Mit dem neuen hessischen Krankenhausgesetz verfolgen wir den Ansatz zu schauen, wie sich die Leistungsfähigkeiten von Kliniken darstellen, sowie die Bedürfnisse zu definieren. Zu den Bedürfnissen zählt die Notfallversorgung, spezialärztliche Versorgung, Verknüpfung zwischen Rettungsdienst und Krankenhaus bis hin zur sektorenübergreifenden Versorgung. Statt Krankenhauskonferenzen haben wir Gesundheitskonferenzen, in die durch Einbeziehung des ambulanten Bereichs und kommunaler Gebietskörperschaften sektorenübergreifendes Denken Einzug erhält. Wichtig sind Schwerpunktbildungen durch Netzwerke. Nicht jeder muss alles machen, aber jeder muss das, was er macht, richtig machen.
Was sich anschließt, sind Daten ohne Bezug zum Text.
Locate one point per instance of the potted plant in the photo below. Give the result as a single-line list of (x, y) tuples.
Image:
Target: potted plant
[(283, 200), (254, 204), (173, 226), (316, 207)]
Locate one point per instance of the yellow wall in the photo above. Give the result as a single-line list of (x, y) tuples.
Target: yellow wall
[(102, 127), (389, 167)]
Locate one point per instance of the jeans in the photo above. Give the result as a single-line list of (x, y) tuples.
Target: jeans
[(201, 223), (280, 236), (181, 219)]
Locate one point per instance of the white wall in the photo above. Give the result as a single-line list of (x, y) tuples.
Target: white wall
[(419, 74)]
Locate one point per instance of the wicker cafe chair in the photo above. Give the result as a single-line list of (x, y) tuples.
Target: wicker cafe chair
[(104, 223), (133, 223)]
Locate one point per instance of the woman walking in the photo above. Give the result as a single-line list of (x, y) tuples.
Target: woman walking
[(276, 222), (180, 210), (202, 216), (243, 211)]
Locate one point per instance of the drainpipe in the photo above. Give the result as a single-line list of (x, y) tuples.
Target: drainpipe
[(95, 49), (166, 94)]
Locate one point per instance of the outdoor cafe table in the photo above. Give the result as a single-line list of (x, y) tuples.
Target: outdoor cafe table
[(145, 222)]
Wie wird sich der Krankenhausbereich entwickeln?

Die Reise wird dahin gehen, dass es auf Dauer immer mehr Kooperationen geben wird, die wir zum Beispiel durch Investitionsförderungen beschleunigen können. Diese Kooperationen müssen wir versuchen zu leben, und zwar unter allen Trägern. Das führt auch dazu, dass sich Spezialitäten herausbilden. Immer mehr Kooperationen werden aber auch dazu führen, dass die Existenz des ein oder anderen Krankenhauses im Rahmen solcher Kooperationsverbünde infrage steht.
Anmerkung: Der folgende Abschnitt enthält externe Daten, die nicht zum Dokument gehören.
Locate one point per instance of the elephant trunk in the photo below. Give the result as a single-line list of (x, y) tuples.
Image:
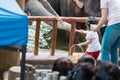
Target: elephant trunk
[(37, 9)]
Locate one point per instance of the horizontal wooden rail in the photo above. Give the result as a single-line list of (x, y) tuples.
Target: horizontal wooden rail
[(71, 20)]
Zuletzt wurde im Zuge der EHEC-Krise die Zusammenarbeit zwischen Bund und Ländern kritisiert. Wie kann das künftig besser laufen?
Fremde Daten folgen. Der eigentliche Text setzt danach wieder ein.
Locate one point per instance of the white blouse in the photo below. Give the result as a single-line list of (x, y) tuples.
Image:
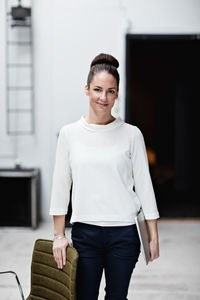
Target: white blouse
[(107, 167)]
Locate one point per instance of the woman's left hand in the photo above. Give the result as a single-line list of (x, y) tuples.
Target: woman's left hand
[(154, 249)]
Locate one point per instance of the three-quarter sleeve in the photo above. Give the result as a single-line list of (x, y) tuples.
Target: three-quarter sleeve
[(142, 179), (62, 178)]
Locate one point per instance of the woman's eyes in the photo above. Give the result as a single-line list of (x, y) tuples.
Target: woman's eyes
[(110, 91)]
Zunächst, es gab überhaupt keine großen Probleme in der Zusammenarbeit zwischen Bund und Ländern. Es ist natürlich eine große Herausforderung, wenn drei verschiedene Ressorts – Gesundheit, Verbraucherschutz und Landwirtschaft – betroffen sind. Die GMK hat beschlossen, das EHEC-Geschehen zu evaluieren und notwendige Verbesserungen, etwa in der Kommunikation, herauszuarbeiten. In die Evaluierung werden wir selbstverständlich alle betroffenen Bundesministerien und Bundesbehörden einbeziehen. Unter anderem ist eine Arbeitsgruppe der Länder damit beauftragt, in Kooperation mit dem Robert Koch-Institut und dem Bundesgesundheitsministerium das Verbesserungspotenzial im Meldewesen auszuarbeiten. Noch ist es zu früh, Ergebnisse vorwegzunehmen.

Aber Probleme gab es schon.

Es gibt einen wichtigen Punkt, den es zu verbessern gilt: Der Weg vom Arzt zum öffentlichen Gesundheitsdienst war zu lang. In dem Moment, wo der Fall im Bereich der öffentlichen Verwaltung war, lief es relativ gut. Auch der Austausch zwischen dem Robert Koch-Institut und Bundesinstitut für Risikobewertung verlief gut. Nur in Bezug auf die Meldefristen muss es schneller gehen. Notwendig ist natürlich vor der Meldung auch eine vernünftige Diagnose. Aber eine gefährliche Krankheit identifizieren, das kann nur der Arzt, nicht die Politik.

Hessen führt den Vorsitz der GMK bis Ende des Jahres, dann übernimmt das Saarland. Was würden Sie Ihrem Kollegen mit auf den Weg geben?

Er sollte versuchen, das, was erfolgreich gelaufen ist, nämlich die Zusammenarbeit über Ländergrenzen hinweg und die Kommunikation an dieser Stelle, genauso aufrecht zu erhalten.